Ela deu uma risadinha rouca quando terminei de falar.

– Você fala como se... ser zumbi... fosse uma doença...- Chloë pausou em lugares bem estranhos enquanto falava.

Fiquei um tanto envergonhado quando analisei sua frase. Será que ela havia ficado ofendida?

– E não é? - perguntei, tímido - dá para curar... não e definitivo.

Chloë se abraçou, e seu olhar vagou como se estivesse insegura. Resisti ao ímpeto bobo de me levantar e abraça-la.

– Eu nunca... agradeci por você estar... fazendo isso - ela olhou para mim.

– Tentando ajudar vocês? - funguei, balançando a cabeça - se ainda resta um pouco de humanidade nos zumbis lá fora, vale a pena faze-la brotar. Devemos fazer o que é bom para o bem maior, não acha? Não sente falta do mundo como era? - olhei para baixo, pensando em minha família do outro lado do país - bom, eu sinto.

– Eu também sinto - ela gemeu, parecendo aflita.

– Chloë, está tudo bem? - estranhei a insegurança dela. O que Chloë estava sentindo? Queria dizer alguma coisa?

Ela não me respondeu. Para minha surpresa, sentou-se em meu colo e abarcou meu rosto com as mãos frias. Olhar em seus olhos mortos, prateados e belos era como cair no mais fundo poço de águas cristalinas.

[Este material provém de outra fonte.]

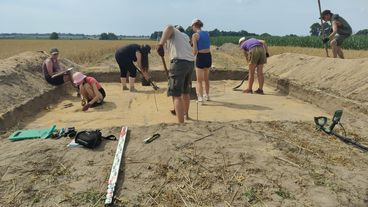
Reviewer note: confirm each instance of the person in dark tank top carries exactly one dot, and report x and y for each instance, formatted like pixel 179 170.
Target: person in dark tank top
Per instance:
pixel 125 57
pixel 341 30
pixel 201 48
pixel 256 54
pixel 51 66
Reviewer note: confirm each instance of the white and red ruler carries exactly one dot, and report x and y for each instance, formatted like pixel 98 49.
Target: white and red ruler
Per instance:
pixel 116 166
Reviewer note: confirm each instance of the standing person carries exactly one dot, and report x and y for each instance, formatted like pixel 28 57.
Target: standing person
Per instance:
pixel 125 57
pixel 340 31
pixel 201 48
pixel 256 53
pixel 91 91
pixel 51 66
pixel 181 68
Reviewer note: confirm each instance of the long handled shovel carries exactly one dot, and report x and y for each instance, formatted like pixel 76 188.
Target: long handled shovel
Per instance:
pixel 322 27
pixel 238 86
pixel 154 86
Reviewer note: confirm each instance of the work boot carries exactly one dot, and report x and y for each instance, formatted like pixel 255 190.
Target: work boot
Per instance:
pixel 200 100
pixel 259 91
pixel 206 97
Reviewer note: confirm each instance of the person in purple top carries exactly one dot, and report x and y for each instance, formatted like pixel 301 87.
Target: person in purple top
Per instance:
pixel 201 49
pixel 256 53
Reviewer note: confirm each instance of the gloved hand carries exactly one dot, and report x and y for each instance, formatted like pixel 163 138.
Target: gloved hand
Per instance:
pixel 160 50
pixel 86 107
pixel 325 40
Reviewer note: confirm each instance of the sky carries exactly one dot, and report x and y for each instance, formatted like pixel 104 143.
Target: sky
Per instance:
pixel 142 17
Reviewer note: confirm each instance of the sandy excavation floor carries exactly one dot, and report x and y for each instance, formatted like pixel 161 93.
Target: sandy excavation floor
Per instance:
pixel 124 108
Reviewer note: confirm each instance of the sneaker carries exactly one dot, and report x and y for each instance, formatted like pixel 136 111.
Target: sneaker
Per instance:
pixel 206 97
pixel 248 91
pixel 259 91
pixel 133 90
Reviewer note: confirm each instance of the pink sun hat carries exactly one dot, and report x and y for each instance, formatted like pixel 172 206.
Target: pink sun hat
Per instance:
pixel 78 77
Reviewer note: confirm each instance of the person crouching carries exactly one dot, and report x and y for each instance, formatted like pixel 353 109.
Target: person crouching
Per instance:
pixel 91 91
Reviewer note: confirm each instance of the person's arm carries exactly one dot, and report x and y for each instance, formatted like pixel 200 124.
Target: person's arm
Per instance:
pixel 195 39
pixel 139 63
pixel 138 55
pixel 334 29
pixel 264 44
pixel 49 66
pixel 166 34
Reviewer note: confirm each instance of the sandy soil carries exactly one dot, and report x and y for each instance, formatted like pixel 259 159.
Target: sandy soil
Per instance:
pixel 140 109
pixel 345 78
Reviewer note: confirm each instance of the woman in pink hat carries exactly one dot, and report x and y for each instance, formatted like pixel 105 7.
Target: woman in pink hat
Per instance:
pixel 91 91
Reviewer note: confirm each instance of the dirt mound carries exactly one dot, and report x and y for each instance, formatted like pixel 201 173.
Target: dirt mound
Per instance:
pixel 21 79
pixel 344 78
pixel 236 163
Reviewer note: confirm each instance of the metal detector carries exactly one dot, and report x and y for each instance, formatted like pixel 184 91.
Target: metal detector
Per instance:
pixel 321 124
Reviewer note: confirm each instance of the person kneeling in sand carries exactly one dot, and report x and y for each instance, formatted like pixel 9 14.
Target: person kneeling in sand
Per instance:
pixel 51 67
pixel 91 91
pixel 256 53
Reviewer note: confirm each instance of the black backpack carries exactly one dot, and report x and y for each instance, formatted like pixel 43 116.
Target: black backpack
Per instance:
pixel 91 139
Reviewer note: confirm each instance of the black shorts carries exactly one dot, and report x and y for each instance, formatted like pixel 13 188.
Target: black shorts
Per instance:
pixel 58 80
pixel 180 80
pixel 204 60
pixel 102 91
pixel 125 67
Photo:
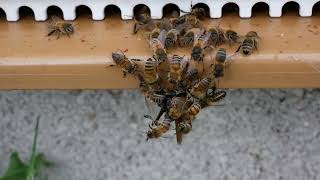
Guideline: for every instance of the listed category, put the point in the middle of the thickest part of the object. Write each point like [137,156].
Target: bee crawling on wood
[217,36]
[59,27]
[157,45]
[127,65]
[232,37]
[250,43]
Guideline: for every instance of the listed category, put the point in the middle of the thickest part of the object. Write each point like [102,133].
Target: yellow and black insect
[249,44]
[171,38]
[157,129]
[150,71]
[176,107]
[59,27]
[219,66]
[176,69]
[157,45]
[199,46]
[199,90]
[127,65]
[232,37]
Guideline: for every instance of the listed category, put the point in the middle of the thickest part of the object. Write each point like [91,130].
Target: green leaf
[16,170]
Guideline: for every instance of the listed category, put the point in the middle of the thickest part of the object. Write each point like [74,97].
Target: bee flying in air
[127,65]
[59,27]
[159,52]
[250,43]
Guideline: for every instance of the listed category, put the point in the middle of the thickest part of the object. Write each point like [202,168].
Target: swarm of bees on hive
[180,85]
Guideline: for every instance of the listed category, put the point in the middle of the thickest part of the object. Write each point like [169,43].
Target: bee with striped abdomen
[157,45]
[171,38]
[159,128]
[150,71]
[199,90]
[201,42]
[176,68]
[59,27]
[176,107]
[219,66]
[232,37]
[249,44]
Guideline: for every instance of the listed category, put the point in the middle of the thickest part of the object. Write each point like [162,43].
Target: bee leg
[51,32]
[238,48]
[68,34]
[59,32]
[124,74]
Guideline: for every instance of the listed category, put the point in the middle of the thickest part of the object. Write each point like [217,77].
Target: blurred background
[256,134]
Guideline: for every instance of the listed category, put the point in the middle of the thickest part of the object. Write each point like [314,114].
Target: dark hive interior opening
[25,11]
[83,11]
[141,9]
[316,9]
[230,8]
[205,7]
[112,11]
[54,11]
[290,8]
[170,10]
[260,8]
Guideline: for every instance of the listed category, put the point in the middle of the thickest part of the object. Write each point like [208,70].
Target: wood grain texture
[289,56]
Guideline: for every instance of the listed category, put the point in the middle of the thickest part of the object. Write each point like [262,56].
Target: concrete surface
[257,134]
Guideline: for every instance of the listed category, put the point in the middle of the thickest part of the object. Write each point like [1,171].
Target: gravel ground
[257,134]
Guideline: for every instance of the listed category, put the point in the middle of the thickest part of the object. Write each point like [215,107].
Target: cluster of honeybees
[181,86]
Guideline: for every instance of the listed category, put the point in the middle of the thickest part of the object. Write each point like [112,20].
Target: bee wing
[162,36]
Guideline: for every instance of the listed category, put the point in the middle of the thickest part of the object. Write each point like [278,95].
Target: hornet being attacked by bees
[171,78]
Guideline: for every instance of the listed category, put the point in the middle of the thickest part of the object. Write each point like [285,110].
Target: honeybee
[176,107]
[193,111]
[220,59]
[176,69]
[127,65]
[159,52]
[250,43]
[158,129]
[199,90]
[184,127]
[232,37]
[189,37]
[155,33]
[217,36]
[171,38]
[59,27]
[150,71]
[190,78]
[200,44]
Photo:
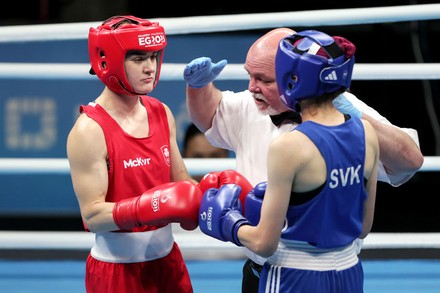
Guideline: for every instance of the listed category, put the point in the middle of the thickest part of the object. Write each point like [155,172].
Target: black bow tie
[288,115]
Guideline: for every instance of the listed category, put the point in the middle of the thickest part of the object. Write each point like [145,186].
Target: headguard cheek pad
[309,64]
[109,43]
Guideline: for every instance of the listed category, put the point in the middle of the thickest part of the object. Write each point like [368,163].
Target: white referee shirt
[241,128]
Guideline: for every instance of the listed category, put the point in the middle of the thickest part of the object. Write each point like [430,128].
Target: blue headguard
[303,72]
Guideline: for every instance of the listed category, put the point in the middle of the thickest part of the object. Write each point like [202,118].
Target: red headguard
[110,42]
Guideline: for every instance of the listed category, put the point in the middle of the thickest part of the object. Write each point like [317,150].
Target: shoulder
[85,127]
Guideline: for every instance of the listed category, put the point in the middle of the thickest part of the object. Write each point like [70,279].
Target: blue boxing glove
[253,203]
[219,213]
[345,106]
[202,71]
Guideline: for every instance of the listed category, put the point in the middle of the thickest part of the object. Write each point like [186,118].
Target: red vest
[135,164]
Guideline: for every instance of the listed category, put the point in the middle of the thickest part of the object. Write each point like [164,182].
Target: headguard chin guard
[110,42]
[310,63]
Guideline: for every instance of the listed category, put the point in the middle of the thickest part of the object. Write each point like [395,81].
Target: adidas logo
[331,76]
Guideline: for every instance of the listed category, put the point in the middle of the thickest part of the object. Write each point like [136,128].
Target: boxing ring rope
[224,23]
[191,242]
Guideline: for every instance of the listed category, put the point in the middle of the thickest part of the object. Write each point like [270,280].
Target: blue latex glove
[253,203]
[219,213]
[345,106]
[202,71]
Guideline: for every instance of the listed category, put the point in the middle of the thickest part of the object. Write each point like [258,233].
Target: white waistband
[306,257]
[133,247]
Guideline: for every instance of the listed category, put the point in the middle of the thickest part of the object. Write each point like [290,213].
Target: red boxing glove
[218,179]
[174,202]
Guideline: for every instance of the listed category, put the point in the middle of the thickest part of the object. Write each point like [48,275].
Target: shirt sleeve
[224,132]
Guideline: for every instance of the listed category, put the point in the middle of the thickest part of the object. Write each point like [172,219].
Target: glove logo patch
[155,205]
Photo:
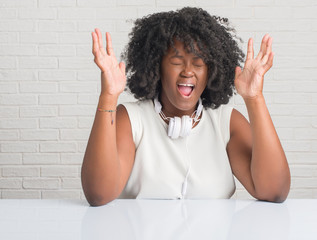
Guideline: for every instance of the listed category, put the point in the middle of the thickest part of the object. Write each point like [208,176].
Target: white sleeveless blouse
[161,163]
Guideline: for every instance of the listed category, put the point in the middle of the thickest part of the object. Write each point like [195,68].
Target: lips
[185,88]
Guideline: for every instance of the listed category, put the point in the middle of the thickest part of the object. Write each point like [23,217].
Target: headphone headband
[178,127]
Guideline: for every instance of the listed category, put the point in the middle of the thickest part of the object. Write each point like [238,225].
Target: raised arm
[255,152]
[110,150]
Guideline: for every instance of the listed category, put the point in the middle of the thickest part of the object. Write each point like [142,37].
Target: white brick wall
[49,84]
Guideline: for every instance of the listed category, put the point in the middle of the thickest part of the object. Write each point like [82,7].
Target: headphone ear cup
[174,127]
[186,126]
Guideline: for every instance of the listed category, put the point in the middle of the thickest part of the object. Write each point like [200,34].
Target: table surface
[158,219]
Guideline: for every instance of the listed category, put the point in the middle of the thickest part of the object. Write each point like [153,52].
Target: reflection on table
[158,219]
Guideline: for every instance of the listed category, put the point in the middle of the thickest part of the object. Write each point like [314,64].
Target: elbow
[97,201]
[277,195]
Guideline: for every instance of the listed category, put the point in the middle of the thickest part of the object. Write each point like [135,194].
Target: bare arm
[255,152]
[107,164]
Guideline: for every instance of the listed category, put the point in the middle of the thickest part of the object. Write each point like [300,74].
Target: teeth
[186,85]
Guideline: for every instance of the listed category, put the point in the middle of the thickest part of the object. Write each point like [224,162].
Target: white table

Meus braços já haviam se afivelado em sua cintura entes mesmo que ela me beijasse.

Pude perceber, no meio daquele beijo maravilhoso, o quanto seus lábios haviam ficado mais tenros, o quanto sua língua antes gélida havia esquentado, o quanto seu corpo magro ganhara mais peso e maciez. Pude quase ouvir as batidas caquéticas de seu coração maltratado aumentarem em vigor em comparação à última vez.

E pude perceber o quanto eu faria qualquer coisa por aquela zumbi que devorava meu coração de um modo deliciosamente cruel, mais cruel do que se o devorasse fisicamente.

Sim, eu faria qualquer coisa por minha zumbi. Por que, no fim, das contas, agora sua morte era minha vida. E, quem sabe, sua humanidade também seria.